What I’m saying is that while big blockbusters get most of the attention there’s a lot of fun to be had at the other end of the spectrum where little guys take down big threats for good causes.
Joe Braven (Jason Momoa) is a simple man leading a happy life as a husband, a father, and the head of a logging company. His dad (Stephen Lang) lives with them too, and in an effort to talk to the old man about his worsening memory problems father and son head to a remote cabin for a few days of relaxation and conversation. Someone else got there first, though, leaving a stash of drugs behind, and when they return for their illicit product they’re not too keen on Joe and Linden remaining alive as witnesses. Thrust into a fight he didn’t choose, Joe is forced to defend his family anyway he can. And yes, of course that includes knives, arrows, and a flaming hatchet.
Like I said, nice and simple, and director Lin Oeding and the script (by Michael Nilon and Thomas Pa’a Sibbett) ensure that straightforward plot is a strength. We’re given just enough — more than enough — character work to show us that Joe and his family are good people, and with our affection firmly on their side the ensuing fight becomes one we’re invested in. The film’s split pretty evenly with its first half focused on character, setup, and building tension, but once the first body hits the snow things remain in high gear until the end.
That snow is a big part of the attraction as the wintry landscape of Newfoundland offers an unusual and beautiful backdrop for the action, and the cold comes through the screen leaving viewers with sympathy shivers after Joe takes an unplanned ice water dip. Cinematographer Brian Andrew Mendoza keeps the entirety looking good as daylight action from brawls to gun play are presented clear and bright for our viewing pleasure. Fights are well-choreographed and exude style with the aforementioned fiery hatchet followed with a deadly dousing of hooch being just one of the highlights.
In addition to being likable the family is also highly capable with both Joe’s wife and daughter playing a positive role in the action, and the enemy is equally charismatic thanks mostly to the presence of Garrett Dillahunt as the big bad. It’s great seeing him breathe life into an asshole again after his recent string of nice guys.

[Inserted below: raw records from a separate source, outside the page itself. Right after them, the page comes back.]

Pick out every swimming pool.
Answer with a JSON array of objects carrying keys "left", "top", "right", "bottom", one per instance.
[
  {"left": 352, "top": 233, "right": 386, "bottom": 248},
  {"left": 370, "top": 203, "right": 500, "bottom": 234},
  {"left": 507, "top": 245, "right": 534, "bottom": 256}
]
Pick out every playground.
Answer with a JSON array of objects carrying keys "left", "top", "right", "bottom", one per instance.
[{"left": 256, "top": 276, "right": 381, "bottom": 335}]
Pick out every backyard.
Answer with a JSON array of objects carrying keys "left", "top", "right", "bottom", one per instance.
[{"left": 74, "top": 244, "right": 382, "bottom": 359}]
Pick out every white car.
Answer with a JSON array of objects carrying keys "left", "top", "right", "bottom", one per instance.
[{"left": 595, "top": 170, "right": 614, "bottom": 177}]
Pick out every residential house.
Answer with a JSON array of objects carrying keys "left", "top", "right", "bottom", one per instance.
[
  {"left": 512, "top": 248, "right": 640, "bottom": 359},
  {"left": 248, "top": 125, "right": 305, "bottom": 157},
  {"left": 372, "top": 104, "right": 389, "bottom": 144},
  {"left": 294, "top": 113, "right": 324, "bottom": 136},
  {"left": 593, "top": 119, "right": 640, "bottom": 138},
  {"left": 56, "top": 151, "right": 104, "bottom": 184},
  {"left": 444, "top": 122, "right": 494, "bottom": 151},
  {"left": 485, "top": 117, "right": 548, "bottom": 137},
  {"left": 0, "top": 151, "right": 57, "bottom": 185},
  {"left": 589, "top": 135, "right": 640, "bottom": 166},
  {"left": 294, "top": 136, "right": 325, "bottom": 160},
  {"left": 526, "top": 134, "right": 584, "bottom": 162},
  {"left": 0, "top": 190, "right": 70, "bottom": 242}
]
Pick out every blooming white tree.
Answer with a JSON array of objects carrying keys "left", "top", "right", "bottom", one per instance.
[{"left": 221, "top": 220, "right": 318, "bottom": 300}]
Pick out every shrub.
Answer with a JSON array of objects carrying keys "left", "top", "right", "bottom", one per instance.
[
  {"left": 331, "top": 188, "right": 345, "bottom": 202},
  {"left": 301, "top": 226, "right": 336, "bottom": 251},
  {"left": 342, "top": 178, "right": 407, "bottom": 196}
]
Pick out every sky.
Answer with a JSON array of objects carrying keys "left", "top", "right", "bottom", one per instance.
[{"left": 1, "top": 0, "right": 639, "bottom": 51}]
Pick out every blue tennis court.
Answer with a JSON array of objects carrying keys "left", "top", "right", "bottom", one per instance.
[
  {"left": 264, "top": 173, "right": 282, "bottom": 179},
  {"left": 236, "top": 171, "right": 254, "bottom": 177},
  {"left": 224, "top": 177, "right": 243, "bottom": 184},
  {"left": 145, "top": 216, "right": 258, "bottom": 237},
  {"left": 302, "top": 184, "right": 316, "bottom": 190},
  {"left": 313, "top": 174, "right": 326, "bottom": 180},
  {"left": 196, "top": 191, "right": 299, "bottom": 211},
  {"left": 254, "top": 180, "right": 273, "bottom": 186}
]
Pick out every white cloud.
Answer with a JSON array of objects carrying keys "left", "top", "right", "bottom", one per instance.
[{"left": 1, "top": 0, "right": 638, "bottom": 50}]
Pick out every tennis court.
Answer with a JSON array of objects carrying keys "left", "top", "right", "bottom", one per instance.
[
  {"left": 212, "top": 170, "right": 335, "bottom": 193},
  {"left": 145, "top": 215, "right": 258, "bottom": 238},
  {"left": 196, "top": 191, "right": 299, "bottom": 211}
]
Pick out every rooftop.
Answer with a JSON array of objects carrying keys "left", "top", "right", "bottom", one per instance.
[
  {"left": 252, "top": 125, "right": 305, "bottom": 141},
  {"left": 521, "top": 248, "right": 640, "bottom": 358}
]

Momoa meanwhile flexes his winning personality over and over leaving viewers hopeful that his Justice League adventures will continue to leave openings for smaller (and better?) romps too.
Braven is a solid action picture that never tries to overstep its bounds or abilities — well, some green screen gibberish during the climax doesn’t do anyone any favors, but it’s forgivable — and in a world overflowing with big movies heavy on CG and light on charm it’s more than enough.
Braven opens today in limited theatrical release and On Demand.